Documents indicate the items all came from San Juan County and date from A.D. 500 to 1300, the period when Ancestral Puebloan culture thrived then vanished from Cedar Mesa, now part of Bears Ears National Monument. It is assumed the items were removed from graves, where the Anasazi, the ancestors of today's Puebloan tribes, deposited treasured pottery with their dead. Few pots that were not buried survived intact through the centuries.
In 1975, Shumway, Perkins and Holliday sold their collections to the UNDC for $45,000 in a deal orchestrated by the then-executive director Cleal Bradford, a longtime local official. The idea was to lend the artifacts to the Utah Division of State Parks and Recreation for the museum under development on the west edge of Blanding. A contract requires the museum to display the pieces and not move them without permission from UNDC.
Officials justified the deal under the presumption that tourist traffic to the museum would promote economic development, in turn, benefiting Navajos. But a 1991 legislative audit concluded this arrangement along with a host of other UNDC deals were either a waste or solely beneficial to San Juan County's non-Navajo population.
Because the Utah Navajo Trust Fund provided the money to buy the collection, the public entity took ownership when the UNDC went belly up. The two now equally share ownership, according to Damschen.
The trust fund, whose assets now exceed $70 million, invests royalties and other revenue from oil and gas leases on the Utah portion of the Navajo Reservation. The fund's three-member board takes its cues from a tribal advisory panel with representation from each of the Navajo Nation's seven Utah chapters.
While the panel largely favors donating the pottery, opinions are mixed. Some believe the items have healing powers and shouldn't be on display, while others contend they hold negative spiritual energy that can sicken anyone who is exposed.
At a recent meeting of the advisory committee, one member suggested that the pottery was sacred and should be returned to the Earth.
"Why can't you put it back?" asked the woman, unidentified in an audio recording of the proceedings, conducted partly in Navajo. She told the committee her grandson, who was having frightening visions and wasn't eating, was cured by a traditional healer after drinking from such a vessel.

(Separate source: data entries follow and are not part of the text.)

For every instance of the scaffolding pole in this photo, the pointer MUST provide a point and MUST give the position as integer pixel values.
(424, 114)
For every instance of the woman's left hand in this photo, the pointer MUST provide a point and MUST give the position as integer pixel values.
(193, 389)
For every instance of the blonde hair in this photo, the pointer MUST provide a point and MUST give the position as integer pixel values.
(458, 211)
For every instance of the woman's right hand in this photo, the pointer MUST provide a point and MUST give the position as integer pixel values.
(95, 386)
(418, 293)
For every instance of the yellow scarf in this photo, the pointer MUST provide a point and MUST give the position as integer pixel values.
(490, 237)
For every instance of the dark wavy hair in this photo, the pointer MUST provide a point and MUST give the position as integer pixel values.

"It's not only history. It's who I am. It's my color," the woman said. "I tell my kids you are the same color as the Mother Earth because that's where we come from."
But other committee members noted the pottery was created not by Navajo ancestors, but by the nemesis they called Anasazi, and said the tribe should shed the collection once and for all.

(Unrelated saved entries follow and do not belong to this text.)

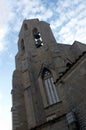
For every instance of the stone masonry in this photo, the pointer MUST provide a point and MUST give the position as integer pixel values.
(49, 81)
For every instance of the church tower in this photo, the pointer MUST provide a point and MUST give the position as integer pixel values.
(39, 102)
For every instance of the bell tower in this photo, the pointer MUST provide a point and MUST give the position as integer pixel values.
(37, 101)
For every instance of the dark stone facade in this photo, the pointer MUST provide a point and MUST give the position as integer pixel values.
(49, 82)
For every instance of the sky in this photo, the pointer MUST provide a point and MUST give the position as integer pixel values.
(67, 19)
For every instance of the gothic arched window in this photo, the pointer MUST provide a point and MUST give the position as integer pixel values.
(37, 38)
(25, 26)
(50, 88)
(22, 45)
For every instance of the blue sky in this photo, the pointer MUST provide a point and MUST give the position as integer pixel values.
(68, 23)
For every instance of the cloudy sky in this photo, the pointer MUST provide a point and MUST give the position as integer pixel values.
(68, 23)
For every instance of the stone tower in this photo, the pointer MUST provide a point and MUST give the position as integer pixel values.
(48, 81)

Because of its negative connotations, the term Anasazi is offensive to many Zuni, Hopi and other Puebloan tribal members.
Meanwhile, Davis Filfred, a delegate representing some Utah chapters on the Navajo Nation Council, says the Navajo Utah Commission should have a say and perhaps the collection should be under the care of historic preservation officials in Window Rock, Ariz.
"If they want it, they should take it," said Filfred, who argued that would allow for adequately preserving the collection. "That is our culture. You are talking about heritage."
But Curtis Yanito, a Bluff artist who now serves as executive director of the Utah Navajo Development Council, has different ideas. He wants the council to retain ownership of the pottery, which he contends belonged to Navajo ancestors. Yanito is interested in displaying some artifacts at a facility proposed for Mexican Water, where visitors can be charged to see them.
"If we give it away," he said, "we won't have access to them."
But Damschen sees that idea as a financial dead end.
"The cost of constructing and maintaining a facility," he said at a March 23 meeting of the trust fund board, "would far outstrip any revenue potential."